= Manabu Suzuki =

Manabu Suzuki (Shinjitai: 鈴木 学, Suzuki Manabu) is a former racing driver, journalist, sport announcer and radio and TV presenter for the automotive industry. He is a Japanese citizen and is nicknamed Mana-P (マナP in katakana).

Suzuki competed in the Formula Toyota and Saurus Cup until the mid nineties. When he left circuit racing behind, he became well known for working with Option as a writer and presenter for the magazine's offshoot video magazine, Video Option and Drift Tengoku.

Suzuki was best known as one of the three original key judges (the other being Keiichi Tsuchiya and Manabu Orido, which Orido left at the end of the season to compete for 2005, while Tsuchiya left D1 with Daijro Inada due to irresponsible management) in the D1 Grand Prix series. He adds many comic expressions during commentary to keep the crowds entertained during the races. He also hosts various issues of the Option DVD where he is discussing cars. He often exclaims "giri giri", which means "little little" in Japanese.
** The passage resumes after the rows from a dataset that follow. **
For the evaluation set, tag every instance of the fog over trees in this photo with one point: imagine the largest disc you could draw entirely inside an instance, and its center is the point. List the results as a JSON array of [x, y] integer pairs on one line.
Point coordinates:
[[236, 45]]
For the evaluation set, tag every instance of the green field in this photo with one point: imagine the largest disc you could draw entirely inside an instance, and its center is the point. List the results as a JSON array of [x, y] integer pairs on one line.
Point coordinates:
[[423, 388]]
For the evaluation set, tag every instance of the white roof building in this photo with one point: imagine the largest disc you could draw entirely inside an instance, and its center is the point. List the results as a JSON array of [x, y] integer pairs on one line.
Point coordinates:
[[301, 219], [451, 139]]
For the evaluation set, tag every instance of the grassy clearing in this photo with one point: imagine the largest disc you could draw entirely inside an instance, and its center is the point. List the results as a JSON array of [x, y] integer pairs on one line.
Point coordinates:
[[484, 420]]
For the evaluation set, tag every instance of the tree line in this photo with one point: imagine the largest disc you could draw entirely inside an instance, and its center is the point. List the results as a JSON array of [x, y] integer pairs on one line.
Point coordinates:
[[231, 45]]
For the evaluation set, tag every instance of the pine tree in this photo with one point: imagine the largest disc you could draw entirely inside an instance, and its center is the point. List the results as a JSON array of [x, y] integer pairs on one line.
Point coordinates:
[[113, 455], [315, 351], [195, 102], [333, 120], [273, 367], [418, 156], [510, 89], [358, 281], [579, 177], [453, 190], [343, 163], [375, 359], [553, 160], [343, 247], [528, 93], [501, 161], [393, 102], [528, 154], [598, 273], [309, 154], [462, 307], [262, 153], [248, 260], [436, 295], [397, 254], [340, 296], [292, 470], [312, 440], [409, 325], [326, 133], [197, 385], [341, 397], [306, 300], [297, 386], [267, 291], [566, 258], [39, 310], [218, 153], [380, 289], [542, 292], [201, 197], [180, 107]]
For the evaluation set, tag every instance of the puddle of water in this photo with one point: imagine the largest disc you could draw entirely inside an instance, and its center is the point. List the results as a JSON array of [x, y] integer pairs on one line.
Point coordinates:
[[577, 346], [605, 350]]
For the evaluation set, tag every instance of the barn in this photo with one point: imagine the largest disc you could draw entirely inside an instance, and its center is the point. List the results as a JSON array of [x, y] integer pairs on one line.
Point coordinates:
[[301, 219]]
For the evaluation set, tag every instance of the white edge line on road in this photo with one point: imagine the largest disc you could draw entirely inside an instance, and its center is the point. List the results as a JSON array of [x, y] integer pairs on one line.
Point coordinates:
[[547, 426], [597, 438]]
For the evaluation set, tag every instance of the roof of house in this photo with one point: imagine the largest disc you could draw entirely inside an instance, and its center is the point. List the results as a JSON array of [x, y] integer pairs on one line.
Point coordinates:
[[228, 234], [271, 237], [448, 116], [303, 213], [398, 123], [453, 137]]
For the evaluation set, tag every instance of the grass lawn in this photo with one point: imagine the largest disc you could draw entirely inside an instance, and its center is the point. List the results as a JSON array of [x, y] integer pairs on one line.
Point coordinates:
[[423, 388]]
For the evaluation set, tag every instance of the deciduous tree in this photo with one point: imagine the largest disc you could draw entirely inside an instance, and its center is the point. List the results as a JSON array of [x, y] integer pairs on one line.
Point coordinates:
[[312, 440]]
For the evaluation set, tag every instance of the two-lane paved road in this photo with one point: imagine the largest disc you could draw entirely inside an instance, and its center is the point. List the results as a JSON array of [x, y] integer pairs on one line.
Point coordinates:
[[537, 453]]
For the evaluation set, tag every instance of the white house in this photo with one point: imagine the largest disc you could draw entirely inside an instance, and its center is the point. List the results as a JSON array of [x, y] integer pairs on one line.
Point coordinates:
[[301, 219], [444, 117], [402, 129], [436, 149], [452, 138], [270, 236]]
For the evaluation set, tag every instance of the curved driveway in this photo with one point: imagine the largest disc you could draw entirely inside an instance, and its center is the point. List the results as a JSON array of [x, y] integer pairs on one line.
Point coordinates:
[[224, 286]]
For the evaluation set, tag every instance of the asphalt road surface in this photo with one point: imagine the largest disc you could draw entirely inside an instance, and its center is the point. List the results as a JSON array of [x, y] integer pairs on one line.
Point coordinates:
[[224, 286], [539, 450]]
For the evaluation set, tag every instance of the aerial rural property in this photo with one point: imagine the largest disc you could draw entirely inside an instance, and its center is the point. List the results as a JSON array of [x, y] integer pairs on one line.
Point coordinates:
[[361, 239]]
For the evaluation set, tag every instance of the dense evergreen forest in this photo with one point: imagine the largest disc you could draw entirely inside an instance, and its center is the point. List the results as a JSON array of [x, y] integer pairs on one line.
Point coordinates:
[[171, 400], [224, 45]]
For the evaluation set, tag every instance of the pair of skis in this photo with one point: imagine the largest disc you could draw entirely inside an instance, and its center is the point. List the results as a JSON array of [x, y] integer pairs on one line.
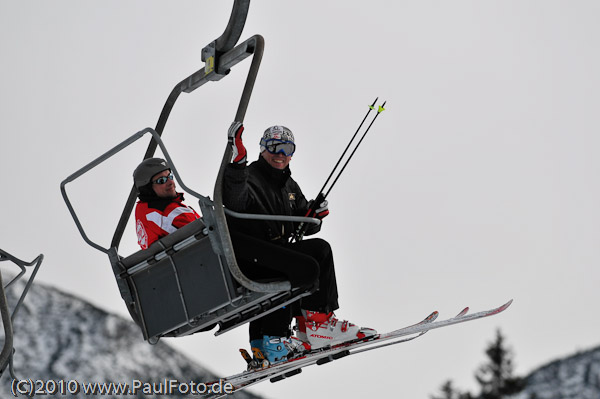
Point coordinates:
[[294, 366]]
This phrase is used to express an instance where the "drift" is extremely close or a driver is almost in a position where he/she is going to crash.

Suzuki is also involved in car designs, appearing on a segment in Drift Tengoku on DIY graphics and even working on the paint scheme and decals for Orido's 2005 RS*R Toyota Supra JZA80 and Yasuyuki Kazama's 2006 DG-5 Nissan Silvia S15.